Para falar a verdade, o filme pode ser visto, completo, no YouTube. Mas não vale a pena. É o tipo do filme que se deve ver no cinema, deixando-se envolver pela terna história, maravilhosas imagens, trilha sonora sempre adequada. Há uma comovente interpretação de “Che Gelida Manina”, de La Boheme, de Puccini, pelo personagem central, Marco, o cinquentão à procura de seu norte em uma das regiões mais ao sul do planeta.

Quem viu “Histórias Mínimas”, que acompanha a jornada de várias pessoas pelas planuras da fotogênica Patagônia, ou “O Cachorro”, a história do mecânico que possui um belo cão chamado “Bombón”, e também sonha com um recomeço na vida depois que seu mascote adotado ganha um prêmio em um concurso local, pode ir com a certeza de reencontrar Sorin em sua melhor forma.
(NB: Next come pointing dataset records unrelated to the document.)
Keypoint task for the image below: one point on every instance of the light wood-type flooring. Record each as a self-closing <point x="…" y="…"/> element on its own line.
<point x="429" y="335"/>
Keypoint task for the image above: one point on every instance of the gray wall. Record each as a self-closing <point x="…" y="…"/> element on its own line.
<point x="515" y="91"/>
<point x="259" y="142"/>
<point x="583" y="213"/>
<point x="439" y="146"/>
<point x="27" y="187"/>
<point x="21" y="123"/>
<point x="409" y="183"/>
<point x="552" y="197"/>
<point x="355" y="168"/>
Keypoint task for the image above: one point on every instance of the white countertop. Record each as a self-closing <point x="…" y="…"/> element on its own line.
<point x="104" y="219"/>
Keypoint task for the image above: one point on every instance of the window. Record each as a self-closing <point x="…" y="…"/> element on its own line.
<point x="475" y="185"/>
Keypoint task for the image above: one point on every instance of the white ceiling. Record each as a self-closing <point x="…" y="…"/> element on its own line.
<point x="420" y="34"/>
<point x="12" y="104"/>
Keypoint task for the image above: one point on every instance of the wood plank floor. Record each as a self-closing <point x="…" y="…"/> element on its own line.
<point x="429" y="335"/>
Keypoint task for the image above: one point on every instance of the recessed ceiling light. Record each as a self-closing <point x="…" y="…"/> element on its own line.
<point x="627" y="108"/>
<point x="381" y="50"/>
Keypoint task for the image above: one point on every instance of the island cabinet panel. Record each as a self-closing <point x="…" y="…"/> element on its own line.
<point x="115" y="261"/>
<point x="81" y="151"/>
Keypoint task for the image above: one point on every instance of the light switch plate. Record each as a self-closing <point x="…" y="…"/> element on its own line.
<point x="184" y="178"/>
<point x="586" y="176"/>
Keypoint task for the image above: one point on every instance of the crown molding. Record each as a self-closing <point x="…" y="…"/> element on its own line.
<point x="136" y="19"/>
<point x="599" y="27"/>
O mesmo diretor de “A Janela”, comovente relato das últimas horas de vida de um fazendeiro, à espera da chegada do filho, na mesma Patagônia.

Cineasta que não disfarça seu fascínio pela literatura e pelo bom cinema, admite a influência de “Morangos Silvestres” de Ingmar Bergman em “A Janela”, Sorin é um dos mais completos exemplos da grandiosa simplicidade argentina em cinema e literatura.

Como são bons seus roteiros! Como nossos “hermanos”, tão hostilizados no futebol, são mestres em bem contar uma história. Já foi dito aqui, eles representam hoje a mesma força que o cinema italiano já teve, pela generosa relação com os seres humanos que seu cinema demonstra. É até difícil entender o porquê dessa fama de ‘campeões mundiais de ego inflado’ da qual eles desfrutam.

A vontade que se tem, depois de assistir “A Filha Distante”, é de ver e rever todos os outros filmes de Sorin. Inclusive alguns que não chegaram ao Brasil, como se pode ver no site do Internet Movie Data Base (www.imdb.com).